На этот раз за тампоном потянулся светло-коричневый след, и на нем начали проступать темные цифры.

– Вот и все. Текст надо быстро переписать, потому что минут через десять он снова исчезнет. В общем, вы видите, процесс простой.

Из вежливости я согласился с девушкой. Но прошло много недель, прежде чем мои письма стали действительно «тайными» и понятными для сотрудников специальной химической лаборатории НКВД СССР в Москве.

Когда я окончательно освоился со способом превращения аптечных средств в тайные чернила, пришло время для следующего шага: познакомиться со способами превращения аптечных средств во взрывчатые, так называемые «боевые вещества».

Мало кому из людей «мирных профессий» известно, что самые банальные «химикалии» могут стать иногда грозными разрушителями. Ацетон продается в аптеках для удаления с ногтей старого лака. Перекись водорода – для корректуры природного цвета женских волос. Соляная кислота идет на балансирование желудка и для пайки металлов. Но не рекомендуется смешивать вместе эти три вещества. Получающийся от смеси белый порошок является сильнейшей взрывчаткой.

Из кинопленки, ацетона и воды опытный разведчик в несколько минут может приготовить пироксилиновую шашку, раза в два сильнее толовой. Марганцевый калий и глицерин дают опасную зажигательную смесь. Фосфатные удобрения, пропитанные керосином, рвутся от детонации.
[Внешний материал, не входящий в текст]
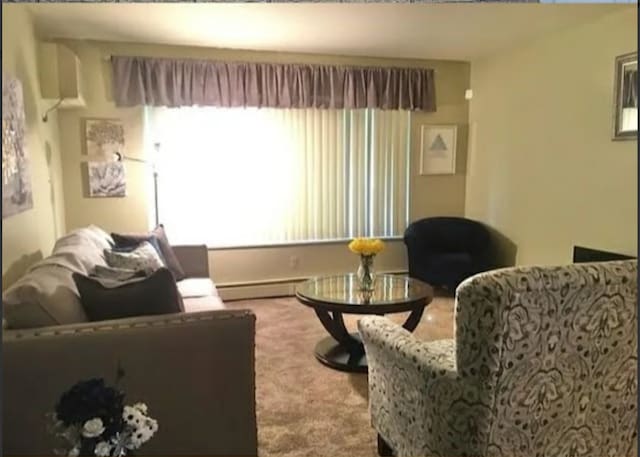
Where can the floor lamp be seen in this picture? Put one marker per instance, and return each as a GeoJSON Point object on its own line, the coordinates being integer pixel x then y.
{"type": "Point", "coordinates": [119, 157]}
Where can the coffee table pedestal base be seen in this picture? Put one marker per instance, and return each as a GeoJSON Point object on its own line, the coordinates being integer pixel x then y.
{"type": "Point", "coordinates": [350, 358]}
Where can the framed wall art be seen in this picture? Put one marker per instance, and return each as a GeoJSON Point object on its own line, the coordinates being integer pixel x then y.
{"type": "Point", "coordinates": [16, 173]}
{"type": "Point", "coordinates": [438, 149]}
{"type": "Point", "coordinates": [625, 106]}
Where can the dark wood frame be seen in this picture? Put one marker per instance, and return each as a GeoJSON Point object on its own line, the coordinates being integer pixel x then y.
{"type": "Point", "coordinates": [618, 93]}
{"type": "Point", "coordinates": [344, 350]}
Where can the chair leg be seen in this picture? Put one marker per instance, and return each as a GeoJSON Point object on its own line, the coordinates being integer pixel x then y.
{"type": "Point", "coordinates": [384, 450]}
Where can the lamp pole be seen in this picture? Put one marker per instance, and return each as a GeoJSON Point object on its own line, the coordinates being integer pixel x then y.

Алюминиевые опилки и порошок фотовспышки горят с температурой свыше тысячи градусов.

Много таких «самодельных» рецептов пришлось вызубрить мне в те дни. Я познакомился и с готовыми «разрушительными средствами». И в первую очередь со знаменитой английской магнитной миной.

Конструкция ее очень проста. Кубик тола, заключенный в коробочку, и два небольших магнита по краям. Весь смысл мины заключается в том, что ее можно одним движением руки «прицепить» к любому металлическому предмету. В дни войны таким предметом чаще всего были стенки цистерны с бензином, металлические полосы на ящике со снарядами или крышка буксовой коробки у железнодорожного вагона. К минам прилагался «магический карандаш». Он действительно как две капли воды походил на настоящий карандаш. С той разницей, что был сделан из светлой бронзы. На белом ярлычке, прицепленном к середине «карандаша», стояли цифры: два, четыре, двенадцать часов. Карандаш вкладывался в мину. Ярлычок отрывался, и через соответствующее количество часов кубик тола взлетал на воздух.

В середине зимы 42–43 гг. на моем горизонте снова появился Егор Пожаров. На этот раз как инструктор прыжков с парашютом.

В крошечной кабине учебного самолета У-2 было тесно. Егор взял меня за плечо и закричал в ухо:

– Садись осторожно на край, свесь ноги и по моей команде прыгнешь вниз головой.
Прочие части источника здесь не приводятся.